Le gouvernement pléthorique de Monsieur oscar TEMARU commence à donner toute sa puissance … BUDGETIVORE.Pour que celà passe plus inaperçu, tout n’a pas été inscrit dans le budget initial de l’exercice 2006. Et on apprend ainsi, par nos journaux préférés, que près de 15 milliards de francs de dépenses supplémentaires devraient être votés à l’occasion du TROISIEME collectif budgétaire de l’année.

Trois collectifs budgétaires : ce nombre reflète déjà la gestion approximative de nos gouvernants actuels.

Quinze milliards : c’est plus de 10 % du montant du budget initial du Pays. En termes de gestion budgétaire, un écart de prévision de plus de 10 % en quelques mois est aussi la traduction d’un sérieux amateurisme, pour ne pas dire plus.

A analyser les postes de dépenses du budget de fonctionnement supplémentaire -plus de 9 milliards de francs -on est aussi surpris du nombre et du montant des subventions complémentaires à divers organismes publics ou para-publics. De deux choses l’une : ou les dépenses initiales ont été nettement sous-estimées, délibérément ou pas, ou les difficultés s’amoncellent et il faut combler les trous dans l’urgence.

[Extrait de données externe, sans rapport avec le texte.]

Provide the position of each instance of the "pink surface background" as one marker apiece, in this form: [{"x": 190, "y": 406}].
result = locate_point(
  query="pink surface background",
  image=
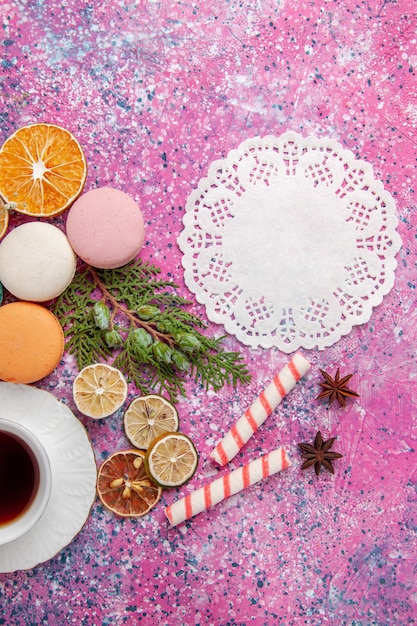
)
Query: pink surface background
[{"x": 154, "y": 91}]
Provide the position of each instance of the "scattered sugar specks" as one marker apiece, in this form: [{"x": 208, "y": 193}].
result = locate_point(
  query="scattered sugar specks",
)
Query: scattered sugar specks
[{"x": 155, "y": 91}]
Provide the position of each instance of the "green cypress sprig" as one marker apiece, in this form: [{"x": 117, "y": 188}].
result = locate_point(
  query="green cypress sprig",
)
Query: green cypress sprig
[{"x": 133, "y": 318}]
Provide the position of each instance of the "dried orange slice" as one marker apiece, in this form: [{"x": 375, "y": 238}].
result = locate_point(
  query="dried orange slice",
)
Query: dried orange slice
[
  {"x": 99, "y": 390},
  {"x": 4, "y": 218},
  {"x": 171, "y": 460},
  {"x": 148, "y": 417},
  {"x": 123, "y": 485},
  {"x": 42, "y": 170}
]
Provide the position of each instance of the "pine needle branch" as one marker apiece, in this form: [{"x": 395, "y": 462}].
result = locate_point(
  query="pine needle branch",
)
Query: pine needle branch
[{"x": 131, "y": 317}]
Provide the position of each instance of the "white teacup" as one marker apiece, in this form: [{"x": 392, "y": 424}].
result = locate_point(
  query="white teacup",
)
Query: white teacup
[{"x": 25, "y": 480}]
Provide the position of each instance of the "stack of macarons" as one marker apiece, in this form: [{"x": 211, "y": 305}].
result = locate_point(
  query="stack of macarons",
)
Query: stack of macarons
[{"x": 104, "y": 228}]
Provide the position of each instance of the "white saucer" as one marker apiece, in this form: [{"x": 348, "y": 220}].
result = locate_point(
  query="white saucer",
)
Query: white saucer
[{"x": 74, "y": 474}]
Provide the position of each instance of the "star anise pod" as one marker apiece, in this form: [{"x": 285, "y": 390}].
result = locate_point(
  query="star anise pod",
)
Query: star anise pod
[
  {"x": 336, "y": 388},
  {"x": 319, "y": 454}
]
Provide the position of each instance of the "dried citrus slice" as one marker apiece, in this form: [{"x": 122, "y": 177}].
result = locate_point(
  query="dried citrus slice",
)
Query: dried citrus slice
[
  {"x": 4, "y": 218},
  {"x": 148, "y": 417},
  {"x": 42, "y": 170},
  {"x": 123, "y": 485},
  {"x": 171, "y": 459},
  {"x": 99, "y": 390}
]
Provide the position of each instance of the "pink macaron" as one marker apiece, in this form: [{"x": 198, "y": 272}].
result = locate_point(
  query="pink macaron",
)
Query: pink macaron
[{"x": 105, "y": 228}]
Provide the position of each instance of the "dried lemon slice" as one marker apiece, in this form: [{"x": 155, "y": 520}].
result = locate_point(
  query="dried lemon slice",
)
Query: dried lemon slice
[
  {"x": 148, "y": 417},
  {"x": 99, "y": 390},
  {"x": 42, "y": 170},
  {"x": 123, "y": 485},
  {"x": 171, "y": 459}
]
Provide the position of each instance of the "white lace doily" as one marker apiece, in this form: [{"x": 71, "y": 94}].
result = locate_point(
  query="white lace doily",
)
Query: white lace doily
[{"x": 289, "y": 242}]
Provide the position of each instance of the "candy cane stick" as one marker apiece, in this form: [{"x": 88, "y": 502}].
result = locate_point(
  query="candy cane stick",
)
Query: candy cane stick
[
  {"x": 261, "y": 408},
  {"x": 229, "y": 484}
]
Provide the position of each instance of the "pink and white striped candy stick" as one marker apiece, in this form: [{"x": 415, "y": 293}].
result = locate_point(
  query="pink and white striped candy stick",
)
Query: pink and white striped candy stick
[
  {"x": 229, "y": 484},
  {"x": 261, "y": 408}
]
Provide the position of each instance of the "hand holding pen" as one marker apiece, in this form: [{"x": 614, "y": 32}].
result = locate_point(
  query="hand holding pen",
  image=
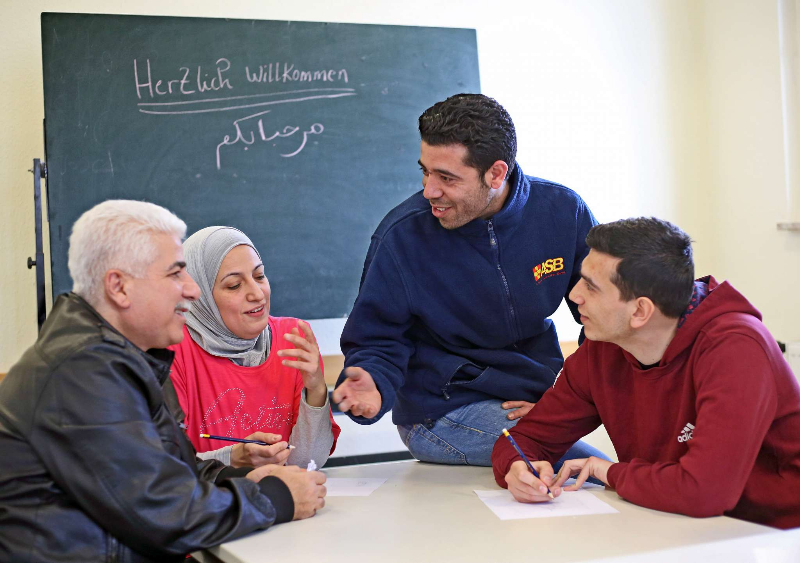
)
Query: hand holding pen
[
  {"x": 527, "y": 484},
  {"x": 259, "y": 448}
]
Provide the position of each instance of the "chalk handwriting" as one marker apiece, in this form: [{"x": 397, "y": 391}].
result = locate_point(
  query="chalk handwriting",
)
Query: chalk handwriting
[
  {"x": 249, "y": 137},
  {"x": 268, "y": 73},
  {"x": 184, "y": 84}
]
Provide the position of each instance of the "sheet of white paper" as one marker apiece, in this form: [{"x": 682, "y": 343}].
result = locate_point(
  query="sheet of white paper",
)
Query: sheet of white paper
[
  {"x": 570, "y": 503},
  {"x": 349, "y": 487}
]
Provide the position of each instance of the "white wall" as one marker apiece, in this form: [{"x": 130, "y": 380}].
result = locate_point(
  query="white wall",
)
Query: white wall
[{"x": 645, "y": 107}]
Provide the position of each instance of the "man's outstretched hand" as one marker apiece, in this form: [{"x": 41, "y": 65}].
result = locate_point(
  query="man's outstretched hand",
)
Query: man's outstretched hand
[{"x": 358, "y": 394}]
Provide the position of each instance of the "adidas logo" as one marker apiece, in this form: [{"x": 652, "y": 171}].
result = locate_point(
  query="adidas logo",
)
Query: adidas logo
[{"x": 686, "y": 433}]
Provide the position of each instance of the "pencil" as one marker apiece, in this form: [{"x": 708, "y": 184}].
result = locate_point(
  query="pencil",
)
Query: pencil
[
  {"x": 240, "y": 440},
  {"x": 525, "y": 459}
]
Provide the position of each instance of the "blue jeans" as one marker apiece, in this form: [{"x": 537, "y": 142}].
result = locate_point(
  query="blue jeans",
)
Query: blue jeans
[{"x": 467, "y": 435}]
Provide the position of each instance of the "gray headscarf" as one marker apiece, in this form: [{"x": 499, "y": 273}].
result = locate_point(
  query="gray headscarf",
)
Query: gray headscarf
[{"x": 204, "y": 252}]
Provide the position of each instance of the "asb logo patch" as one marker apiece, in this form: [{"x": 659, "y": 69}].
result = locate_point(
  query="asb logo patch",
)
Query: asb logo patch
[{"x": 548, "y": 269}]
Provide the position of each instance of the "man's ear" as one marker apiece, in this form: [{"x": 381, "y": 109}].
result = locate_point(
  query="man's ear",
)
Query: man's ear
[
  {"x": 116, "y": 285},
  {"x": 496, "y": 174},
  {"x": 643, "y": 312}
]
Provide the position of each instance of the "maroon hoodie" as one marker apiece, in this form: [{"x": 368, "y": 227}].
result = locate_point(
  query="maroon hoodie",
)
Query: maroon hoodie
[{"x": 713, "y": 429}]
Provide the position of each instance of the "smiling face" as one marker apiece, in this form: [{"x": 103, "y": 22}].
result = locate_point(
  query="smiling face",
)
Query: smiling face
[
  {"x": 457, "y": 192},
  {"x": 605, "y": 316},
  {"x": 241, "y": 292},
  {"x": 159, "y": 299}
]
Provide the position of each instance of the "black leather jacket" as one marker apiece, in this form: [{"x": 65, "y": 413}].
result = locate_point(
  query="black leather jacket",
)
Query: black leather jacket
[{"x": 92, "y": 465}]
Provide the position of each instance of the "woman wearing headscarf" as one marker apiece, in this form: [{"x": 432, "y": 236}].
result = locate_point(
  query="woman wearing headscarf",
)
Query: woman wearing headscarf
[{"x": 241, "y": 373}]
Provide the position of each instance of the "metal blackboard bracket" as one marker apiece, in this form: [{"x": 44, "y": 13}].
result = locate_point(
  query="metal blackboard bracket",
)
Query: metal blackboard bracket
[{"x": 39, "y": 171}]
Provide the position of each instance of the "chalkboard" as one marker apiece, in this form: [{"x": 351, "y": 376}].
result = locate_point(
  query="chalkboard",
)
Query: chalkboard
[{"x": 303, "y": 135}]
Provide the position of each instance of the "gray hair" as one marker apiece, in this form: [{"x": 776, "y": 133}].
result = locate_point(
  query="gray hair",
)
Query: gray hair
[{"x": 116, "y": 234}]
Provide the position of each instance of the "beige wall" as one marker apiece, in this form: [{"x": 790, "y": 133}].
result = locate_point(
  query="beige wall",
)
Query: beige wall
[{"x": 669, "y": 108}]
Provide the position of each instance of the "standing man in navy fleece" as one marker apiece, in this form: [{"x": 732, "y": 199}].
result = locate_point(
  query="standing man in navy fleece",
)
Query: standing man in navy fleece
[{"x": 450, "y": 329}]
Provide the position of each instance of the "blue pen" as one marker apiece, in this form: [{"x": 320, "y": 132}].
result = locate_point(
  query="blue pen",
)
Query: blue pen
[
  {"x": 239, "y": 440},
  {"x": 525, "y": 459}
]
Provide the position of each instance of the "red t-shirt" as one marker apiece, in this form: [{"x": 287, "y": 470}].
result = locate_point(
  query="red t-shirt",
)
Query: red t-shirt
[{"x": 221, "y": 398}]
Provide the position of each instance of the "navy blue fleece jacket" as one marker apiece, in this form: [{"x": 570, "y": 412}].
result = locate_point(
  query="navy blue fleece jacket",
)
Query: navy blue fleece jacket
[{"x": 445, "y": 318}]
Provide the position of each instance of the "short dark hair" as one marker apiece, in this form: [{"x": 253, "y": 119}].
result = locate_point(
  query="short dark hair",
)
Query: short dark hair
[
  {"x": 656, "y": 261},
  {"x": 476, "y": 121}
]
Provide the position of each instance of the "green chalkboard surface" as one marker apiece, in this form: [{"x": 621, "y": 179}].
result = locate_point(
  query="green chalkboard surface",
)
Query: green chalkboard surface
[{"x": 303, "y": 135}]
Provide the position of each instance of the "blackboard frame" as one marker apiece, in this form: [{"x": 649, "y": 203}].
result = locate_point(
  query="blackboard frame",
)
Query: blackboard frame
[{"x": 310, "y": 217}]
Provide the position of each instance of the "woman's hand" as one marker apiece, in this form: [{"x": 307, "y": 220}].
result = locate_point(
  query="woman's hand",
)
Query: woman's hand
[
  {"x": 306, "y": 359},
  {"x": 253, "y": 455}
]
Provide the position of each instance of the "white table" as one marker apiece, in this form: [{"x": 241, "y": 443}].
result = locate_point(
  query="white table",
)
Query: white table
[{"x": 427, "y": 512}]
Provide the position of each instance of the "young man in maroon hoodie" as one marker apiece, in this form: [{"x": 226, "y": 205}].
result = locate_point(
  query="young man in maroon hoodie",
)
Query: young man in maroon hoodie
[{"x": 702, "y": 408}]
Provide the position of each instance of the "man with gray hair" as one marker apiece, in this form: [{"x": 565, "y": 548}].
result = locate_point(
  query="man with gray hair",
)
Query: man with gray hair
[{"x": 94, "y": 467}]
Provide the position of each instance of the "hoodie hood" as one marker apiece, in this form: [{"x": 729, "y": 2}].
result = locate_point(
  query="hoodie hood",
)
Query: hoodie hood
[{"x": 721, "y": 299}]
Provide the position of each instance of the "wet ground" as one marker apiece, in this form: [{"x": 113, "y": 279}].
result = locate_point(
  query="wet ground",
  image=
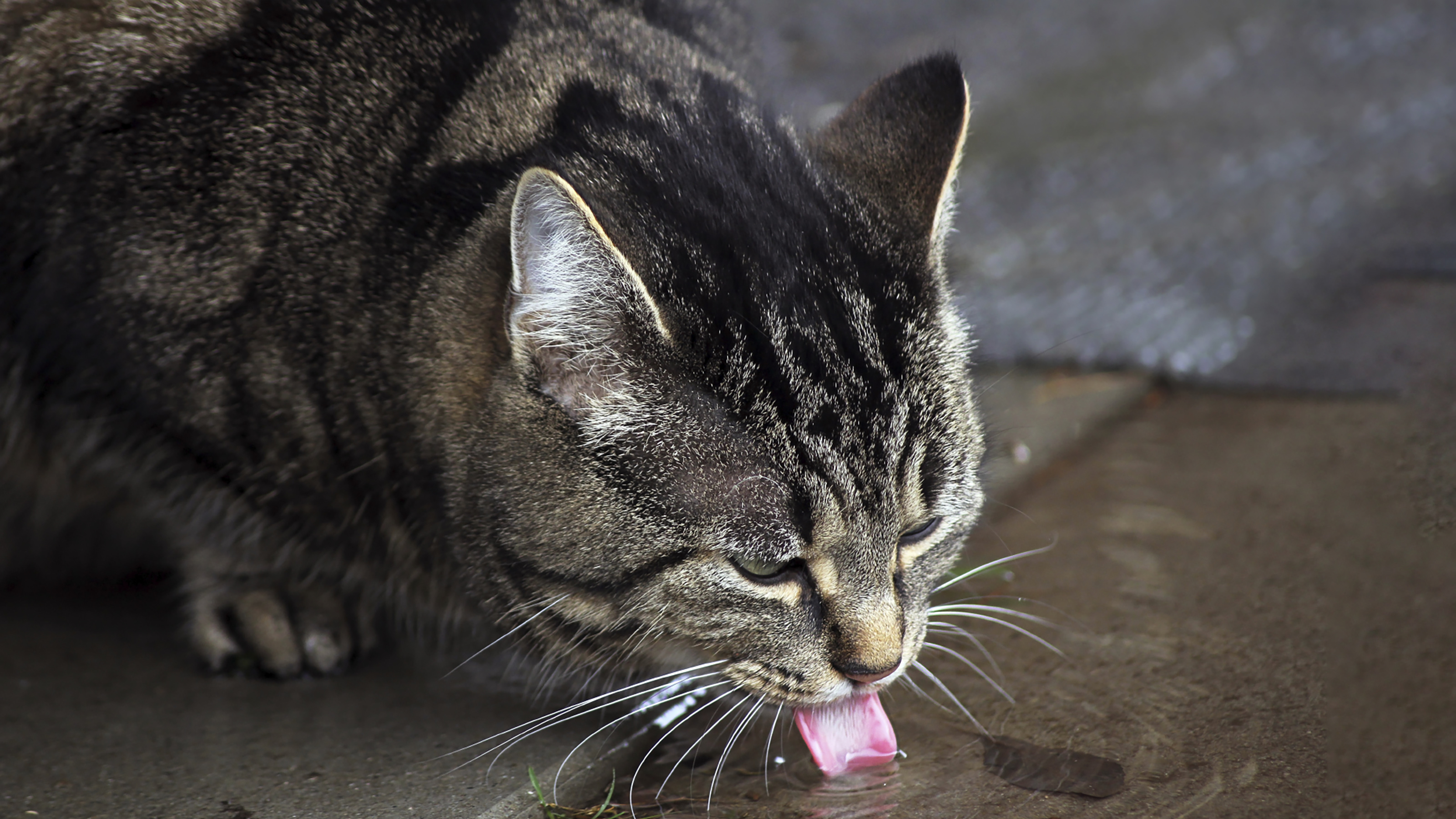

Je crois bien qu’il y a un peu des deux dans l’exercice de grand écart gouvernemental.

En ce qui concerne le budget d’investissement de 5,3 milliards de F CFP, on pourrait se dire que les entreprises du BTP et autres pourront enfin voir leur carnet de commandes se garnir un peu en ces temps de disette. La réponse n’est pas aussi évidente. Quelques postes de dépenses sont, là encore, des subventions à divers organismes.

Et, cerise sur le gâteau, près de 900 millions de F CFP sont consacrés dans le collectif budgétaire aux frais de fonctionnement des ministères et de l’administration.Un gouvernement qui, comme on le sait, bat tous les records en ce qui concerne le nombre de ministres dont l’efficacité et le rendement semble être inversement proportionnel à leur coût.Leur faible communication sur leurs actions et réalisations respectives est très illustrative à cet égard.

Il faut, encore et toujours dénoncer cette gabegie : un ministère, c’est, au bas mot, outre les premières dépenses d’équipement et d’aménagement qui peuvent se chiffrer en dizaines de millions de francs, environ 100 millions de F CFP de budget de fonctionnement annuel. Sans compter la Présidence qui déroge, bien sûr, par définition, au “droit commun ministériel” en se ménageant des budgets plus que confortables, notamment sur les postes “missions, fêtes et cérémonies”…On en sait quelque chose avec notre Président-voyageur.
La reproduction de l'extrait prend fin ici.